LA UNIÓN SE DEFIENDE

Julián Eduardo Acosta, representante legal de la unión temporal que ganó la licitación de Panachi, asegura que fue un proceso limpio:

"Los reparos son sesgados, artificiales o francamente calumniosos, hay intereses políticos movidos por el senador Serrano".

"Las cuatro únicas empresas que construyen teleféricos en el mundo, como Doppelmayr y Leitner SpA, tuvieron oportunidad de conocer el proyecto y los estudios técnicos antes de la apertura de la licitación por la consultora Ecosign Europa".

"Esas compañías desistieron de licitar porque consideraron que financieramente no les resultaba rentable y que los franceses les llevaban una ventaja comparativa en el campo colombiano, pues ellos construyeron el Metrocable de Medellín y construirán un proyecto similar en Manizales".

¿ES LA MISMA EMPRESA?

Los veedores de la Cámara de Comercio pusieron el grito en el cielo cuando encontraron que la firma Ingsas & Cía. SCA., perteneciente a la unión temporal que construirá el teleférico, presentó unos estados financieros y un certificado de calidad ISO 9001:200, a nombre de Ingsa E.U. Al verificar en los registros de existencia y representación legal, vigentes en ambos casos, consideraron que se trataba de empresas distintas, con números de NIT también diferentes.

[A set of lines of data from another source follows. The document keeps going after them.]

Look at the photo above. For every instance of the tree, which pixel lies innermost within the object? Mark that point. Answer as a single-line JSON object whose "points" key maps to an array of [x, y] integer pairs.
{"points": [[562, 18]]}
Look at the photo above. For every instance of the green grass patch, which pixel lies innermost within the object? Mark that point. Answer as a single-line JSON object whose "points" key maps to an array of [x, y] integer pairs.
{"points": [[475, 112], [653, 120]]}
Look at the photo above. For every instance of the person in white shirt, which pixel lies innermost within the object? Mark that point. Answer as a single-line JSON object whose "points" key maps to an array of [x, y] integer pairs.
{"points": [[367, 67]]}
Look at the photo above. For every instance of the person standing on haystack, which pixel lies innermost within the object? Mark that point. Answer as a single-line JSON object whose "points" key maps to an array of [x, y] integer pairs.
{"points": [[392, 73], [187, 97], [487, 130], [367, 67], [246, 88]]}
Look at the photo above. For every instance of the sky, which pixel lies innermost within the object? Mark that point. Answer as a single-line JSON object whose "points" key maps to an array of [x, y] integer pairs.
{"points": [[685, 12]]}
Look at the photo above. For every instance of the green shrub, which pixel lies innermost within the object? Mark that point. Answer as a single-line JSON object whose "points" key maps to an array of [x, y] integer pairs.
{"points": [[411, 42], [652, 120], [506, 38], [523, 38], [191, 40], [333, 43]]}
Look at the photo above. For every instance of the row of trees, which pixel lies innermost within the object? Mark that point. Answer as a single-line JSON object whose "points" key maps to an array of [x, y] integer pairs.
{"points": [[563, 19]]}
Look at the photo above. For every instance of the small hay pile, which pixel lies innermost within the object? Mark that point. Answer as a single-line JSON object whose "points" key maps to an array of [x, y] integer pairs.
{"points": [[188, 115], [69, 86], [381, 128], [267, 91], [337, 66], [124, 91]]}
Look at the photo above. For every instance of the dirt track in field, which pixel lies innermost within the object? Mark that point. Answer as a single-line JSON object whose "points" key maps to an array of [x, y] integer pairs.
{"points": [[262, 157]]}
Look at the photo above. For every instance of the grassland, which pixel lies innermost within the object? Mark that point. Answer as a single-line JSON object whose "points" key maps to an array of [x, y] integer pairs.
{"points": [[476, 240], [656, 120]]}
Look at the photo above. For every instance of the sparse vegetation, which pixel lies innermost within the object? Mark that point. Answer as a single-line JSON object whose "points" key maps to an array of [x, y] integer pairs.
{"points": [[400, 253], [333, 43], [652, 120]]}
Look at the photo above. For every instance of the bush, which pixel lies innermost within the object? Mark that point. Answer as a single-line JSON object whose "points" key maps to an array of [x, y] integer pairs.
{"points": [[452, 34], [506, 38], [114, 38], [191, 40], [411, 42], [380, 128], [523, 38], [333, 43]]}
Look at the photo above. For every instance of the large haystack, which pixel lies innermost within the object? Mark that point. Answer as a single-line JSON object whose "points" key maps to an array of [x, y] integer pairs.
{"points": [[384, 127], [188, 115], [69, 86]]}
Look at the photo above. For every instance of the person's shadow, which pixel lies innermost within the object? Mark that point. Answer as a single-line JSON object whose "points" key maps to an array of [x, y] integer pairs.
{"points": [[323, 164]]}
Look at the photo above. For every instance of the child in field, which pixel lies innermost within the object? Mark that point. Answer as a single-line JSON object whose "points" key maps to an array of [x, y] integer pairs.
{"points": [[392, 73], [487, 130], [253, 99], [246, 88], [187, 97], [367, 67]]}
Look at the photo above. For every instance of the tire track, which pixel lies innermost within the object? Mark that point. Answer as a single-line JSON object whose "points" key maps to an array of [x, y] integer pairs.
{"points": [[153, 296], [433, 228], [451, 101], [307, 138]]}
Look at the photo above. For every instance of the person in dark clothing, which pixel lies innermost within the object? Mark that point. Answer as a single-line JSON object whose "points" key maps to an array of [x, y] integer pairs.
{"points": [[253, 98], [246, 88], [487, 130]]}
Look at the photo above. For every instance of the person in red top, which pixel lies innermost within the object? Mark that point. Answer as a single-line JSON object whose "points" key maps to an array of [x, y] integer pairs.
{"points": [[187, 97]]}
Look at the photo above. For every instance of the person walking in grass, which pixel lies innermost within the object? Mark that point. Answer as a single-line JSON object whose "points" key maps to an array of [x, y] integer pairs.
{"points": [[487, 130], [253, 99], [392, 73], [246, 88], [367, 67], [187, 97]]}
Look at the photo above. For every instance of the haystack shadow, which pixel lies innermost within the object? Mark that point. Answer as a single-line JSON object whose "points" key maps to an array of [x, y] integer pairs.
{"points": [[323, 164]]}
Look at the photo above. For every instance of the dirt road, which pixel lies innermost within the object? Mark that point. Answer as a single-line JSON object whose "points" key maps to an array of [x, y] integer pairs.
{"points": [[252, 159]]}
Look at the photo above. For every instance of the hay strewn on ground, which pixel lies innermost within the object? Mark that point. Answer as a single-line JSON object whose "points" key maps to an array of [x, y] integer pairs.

Creyeron entonces que se encontraban ante un caso de falsedad y llamaron públicamente la atención. En medio del zafarrancho que se armó, Julián Edgardo Acosta, su dueño, le dijo a CAMBIO que la empresa es la misma, sólo que sufrió una transformación. "Primero, Ingsas E.U. era una empresa unipersonal de mi propriedad. Luego, ingresaron como socios mi esposa y mis hijos y se transformó en una sociedad en comandita por acciones. Pero su know how, su tecnología y su capacidad siguen siendo las mismas", explicó.

Su versión fue apoyada por la empresa certificadora SGS, la empresa certificadora SGA, que explica que tras el cambio de razón social lo que se hizo fue producir una edición número de la certificación y anular la primera. Los órganos de control dirán quién tiene la razón.